There should be one guiding principle in all treatment: has my client communicated that this behavior is something that makes their life worse? VERY occasionally this comes with the addendum that if a client can’t see that something is harming them you still might need to try to get rid of the behavior, but I can only see that applying in physically dangerous cases like self harm, extreme caloric restriction, purging, drugs, etc.

But the point of therapy isn’t to “cure” people. It’s to make them healthy. Healthy is not the same as normal, and often doesn’t mean living without any kind of mental differences. Healthy means that you can live your life in the manner you like and mostly achieve your goals. It means your life is the way you would like it to be, at least in the really big ways. Most if not all people who deal with any serious neurodivergence do that while also continuing to live with their neurodivergences, because a brain that is wired for anxiety or depression or OCD or a personality disorder doesn’t stop being wired that way. At best a person can hide it.

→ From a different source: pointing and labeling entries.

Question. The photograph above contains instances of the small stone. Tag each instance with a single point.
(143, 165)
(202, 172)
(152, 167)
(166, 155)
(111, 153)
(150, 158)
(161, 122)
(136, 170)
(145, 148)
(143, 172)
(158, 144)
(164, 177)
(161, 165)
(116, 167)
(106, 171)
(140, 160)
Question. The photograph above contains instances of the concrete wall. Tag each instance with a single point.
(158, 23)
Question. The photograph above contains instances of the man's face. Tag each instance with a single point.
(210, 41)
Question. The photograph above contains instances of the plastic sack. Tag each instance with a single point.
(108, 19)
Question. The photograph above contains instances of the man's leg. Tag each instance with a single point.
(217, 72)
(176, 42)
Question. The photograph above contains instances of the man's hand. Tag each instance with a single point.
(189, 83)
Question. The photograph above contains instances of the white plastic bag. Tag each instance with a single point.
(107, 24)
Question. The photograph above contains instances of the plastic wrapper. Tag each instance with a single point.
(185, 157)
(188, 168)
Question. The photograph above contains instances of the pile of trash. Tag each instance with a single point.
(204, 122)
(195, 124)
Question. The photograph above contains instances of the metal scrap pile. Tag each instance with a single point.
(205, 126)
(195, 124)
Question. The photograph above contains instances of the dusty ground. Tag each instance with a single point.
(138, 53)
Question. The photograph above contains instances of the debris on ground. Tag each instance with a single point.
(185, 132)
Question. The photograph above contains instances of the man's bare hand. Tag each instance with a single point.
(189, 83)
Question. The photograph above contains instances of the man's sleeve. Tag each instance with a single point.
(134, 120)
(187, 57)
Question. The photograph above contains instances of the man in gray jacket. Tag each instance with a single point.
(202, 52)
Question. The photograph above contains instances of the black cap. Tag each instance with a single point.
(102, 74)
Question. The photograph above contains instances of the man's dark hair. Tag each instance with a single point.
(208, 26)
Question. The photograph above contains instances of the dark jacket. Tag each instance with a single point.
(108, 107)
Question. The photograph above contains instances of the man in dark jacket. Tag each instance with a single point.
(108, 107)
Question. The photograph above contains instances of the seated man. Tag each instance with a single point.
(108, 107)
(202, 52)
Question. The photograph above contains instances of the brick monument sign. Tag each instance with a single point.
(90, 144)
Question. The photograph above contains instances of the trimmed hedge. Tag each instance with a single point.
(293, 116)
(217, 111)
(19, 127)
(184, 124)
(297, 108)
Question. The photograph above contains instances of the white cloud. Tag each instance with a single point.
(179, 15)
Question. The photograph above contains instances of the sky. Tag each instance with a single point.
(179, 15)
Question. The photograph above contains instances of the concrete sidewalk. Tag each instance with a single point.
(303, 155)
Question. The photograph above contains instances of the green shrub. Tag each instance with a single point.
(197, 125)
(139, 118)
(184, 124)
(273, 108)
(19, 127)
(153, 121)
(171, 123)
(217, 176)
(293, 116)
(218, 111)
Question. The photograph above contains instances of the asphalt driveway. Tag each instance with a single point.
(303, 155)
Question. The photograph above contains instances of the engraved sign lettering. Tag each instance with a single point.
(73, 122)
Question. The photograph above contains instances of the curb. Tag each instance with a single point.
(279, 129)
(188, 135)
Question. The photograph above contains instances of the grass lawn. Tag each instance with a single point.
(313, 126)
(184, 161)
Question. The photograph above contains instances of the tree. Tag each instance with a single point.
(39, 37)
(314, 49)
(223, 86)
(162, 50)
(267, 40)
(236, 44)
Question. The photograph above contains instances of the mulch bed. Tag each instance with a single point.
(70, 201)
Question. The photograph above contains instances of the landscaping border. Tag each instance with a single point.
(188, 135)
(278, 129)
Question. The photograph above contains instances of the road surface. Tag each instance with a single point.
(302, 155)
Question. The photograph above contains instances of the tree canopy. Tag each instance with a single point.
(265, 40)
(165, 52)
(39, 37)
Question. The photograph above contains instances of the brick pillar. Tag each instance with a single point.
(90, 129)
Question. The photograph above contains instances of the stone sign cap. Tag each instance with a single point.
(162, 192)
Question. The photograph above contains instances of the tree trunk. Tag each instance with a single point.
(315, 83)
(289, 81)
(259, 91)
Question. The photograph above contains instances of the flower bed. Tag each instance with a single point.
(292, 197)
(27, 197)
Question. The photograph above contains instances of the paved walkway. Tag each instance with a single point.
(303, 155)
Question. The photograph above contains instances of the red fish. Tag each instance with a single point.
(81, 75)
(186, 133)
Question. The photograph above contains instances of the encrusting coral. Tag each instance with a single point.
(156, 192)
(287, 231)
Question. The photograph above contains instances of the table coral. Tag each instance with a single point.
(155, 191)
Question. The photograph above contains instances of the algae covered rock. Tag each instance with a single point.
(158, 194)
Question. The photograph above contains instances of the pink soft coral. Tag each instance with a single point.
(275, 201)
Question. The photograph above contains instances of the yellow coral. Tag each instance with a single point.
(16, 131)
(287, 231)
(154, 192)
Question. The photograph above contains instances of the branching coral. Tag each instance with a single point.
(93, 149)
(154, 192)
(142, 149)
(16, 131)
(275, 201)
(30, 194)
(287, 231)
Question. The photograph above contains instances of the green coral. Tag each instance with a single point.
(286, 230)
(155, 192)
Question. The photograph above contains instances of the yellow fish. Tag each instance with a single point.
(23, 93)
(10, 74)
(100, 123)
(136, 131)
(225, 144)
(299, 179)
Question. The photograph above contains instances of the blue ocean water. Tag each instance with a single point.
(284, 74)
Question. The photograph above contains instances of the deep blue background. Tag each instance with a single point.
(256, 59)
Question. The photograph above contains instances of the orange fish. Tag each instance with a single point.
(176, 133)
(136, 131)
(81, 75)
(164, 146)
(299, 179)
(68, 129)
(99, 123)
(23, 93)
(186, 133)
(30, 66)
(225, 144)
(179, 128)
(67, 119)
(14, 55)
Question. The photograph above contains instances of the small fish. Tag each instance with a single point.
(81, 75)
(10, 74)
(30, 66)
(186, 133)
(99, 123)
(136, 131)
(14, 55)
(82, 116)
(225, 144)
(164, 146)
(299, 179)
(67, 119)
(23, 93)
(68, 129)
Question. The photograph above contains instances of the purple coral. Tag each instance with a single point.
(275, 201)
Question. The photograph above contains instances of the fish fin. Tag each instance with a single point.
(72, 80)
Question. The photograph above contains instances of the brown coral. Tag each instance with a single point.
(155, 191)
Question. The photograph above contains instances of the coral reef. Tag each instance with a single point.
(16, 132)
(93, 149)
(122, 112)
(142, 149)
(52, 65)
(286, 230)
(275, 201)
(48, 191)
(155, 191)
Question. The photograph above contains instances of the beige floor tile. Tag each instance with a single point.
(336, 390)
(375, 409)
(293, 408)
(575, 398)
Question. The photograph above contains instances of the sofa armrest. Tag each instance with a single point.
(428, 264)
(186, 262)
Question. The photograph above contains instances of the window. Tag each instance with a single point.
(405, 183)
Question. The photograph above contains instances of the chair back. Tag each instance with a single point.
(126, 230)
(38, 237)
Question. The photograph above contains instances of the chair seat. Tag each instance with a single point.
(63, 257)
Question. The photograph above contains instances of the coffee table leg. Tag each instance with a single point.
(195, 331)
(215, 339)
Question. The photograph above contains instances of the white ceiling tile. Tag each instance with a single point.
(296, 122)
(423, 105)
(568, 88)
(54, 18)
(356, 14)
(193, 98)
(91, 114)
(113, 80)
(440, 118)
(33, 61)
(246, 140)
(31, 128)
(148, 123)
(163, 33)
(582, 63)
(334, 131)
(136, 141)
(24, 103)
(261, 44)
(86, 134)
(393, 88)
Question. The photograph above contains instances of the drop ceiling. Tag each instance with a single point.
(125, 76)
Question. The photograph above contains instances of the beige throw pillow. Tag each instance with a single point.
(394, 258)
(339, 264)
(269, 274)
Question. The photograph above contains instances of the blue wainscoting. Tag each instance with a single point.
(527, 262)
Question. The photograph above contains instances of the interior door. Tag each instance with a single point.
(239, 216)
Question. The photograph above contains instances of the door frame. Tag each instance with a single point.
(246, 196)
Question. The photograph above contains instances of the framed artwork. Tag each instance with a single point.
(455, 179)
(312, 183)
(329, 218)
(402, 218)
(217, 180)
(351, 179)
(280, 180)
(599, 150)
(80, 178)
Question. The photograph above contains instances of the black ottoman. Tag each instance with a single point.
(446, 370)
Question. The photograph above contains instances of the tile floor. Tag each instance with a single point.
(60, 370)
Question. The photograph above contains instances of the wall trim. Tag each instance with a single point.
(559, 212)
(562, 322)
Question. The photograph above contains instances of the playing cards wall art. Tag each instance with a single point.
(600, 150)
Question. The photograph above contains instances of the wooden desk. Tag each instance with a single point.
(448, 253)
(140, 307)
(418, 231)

Hiding the way your brain works and trying to behave in ways that are counter to the way your brain works is painful and unpleasant. So again, let’s go back to the goal. WHY do you want to change a behavior? Is it because differences make you uncomfortable? Is it because you think that it must make the person unhappy? Is it because you think it’s making their life more difficult?

I have two words for you: communication and consent. I think many treatment programs forget to communicate with the client. Because that communication can help you find out why someone is doing something. What purpose does it serve? Do they like it? If so, leave it alone. If not, you still need to help them find a way to serve the same purpose. And if your client doesn’t want to change something then you don’t get to decide for them. Just because someone is neurodivergent or mentally ill does not mean that they cannot make their own choices, or that they don’t have preferences, or that they can’t tell you what upsets them and what doesn’t. Your perception of better or worse is irrelevant.

Being “normal” does not necessarily mean better. What is important is making sure that people are doing things that make them happy, that aren’t held back by their brains, that they aren’t hurting. It’s to give people the best life possible, which does not mean the most neurotypical life possible. It means a life that makes THEM happy.

Now of course for some people sticking out is unpleasant, and if they don’t like being different then by all means it’s no problem for their treatment goals to include looking more normal. But consent is the basis for all of this. Do not try to change someone’s brain without their consent. That’s called manipulation and it’s abusive and cruel and unnecessary.

The end goal isn’t neurotypicality. It’s happiness and fulfillment. It’s a life that someone with neurodivergence likes. What providers miss when they prioritize neurotypicality is that they might be actively hurting someone finds it easier to behave in a different way. If you need to stim and you can’t, it’s uncomfortable and sometimes painful. If you have extreme anxiety and socializing outside of your social circle is intensely anxiety provoking, it makes sense that you’ll want a small, close group of long term friends instead. If those people are forced to behave like “normal” people, they will be less happy and less capable of functioning.

This is why providers need to learn to ask questions more often: what do you want? Why? And then they need to learn to give their clients the time and space to give informed consent to their treatment. Even people who are non verbal. Even people you assume can’t understand. They still deserve the basic respect of having their desires for their life heard. Always. And your assumptions about what makes them happy are not more important than what they actually want, even if that means they’ll look autistic or anxious or delusional for the rest of their lives.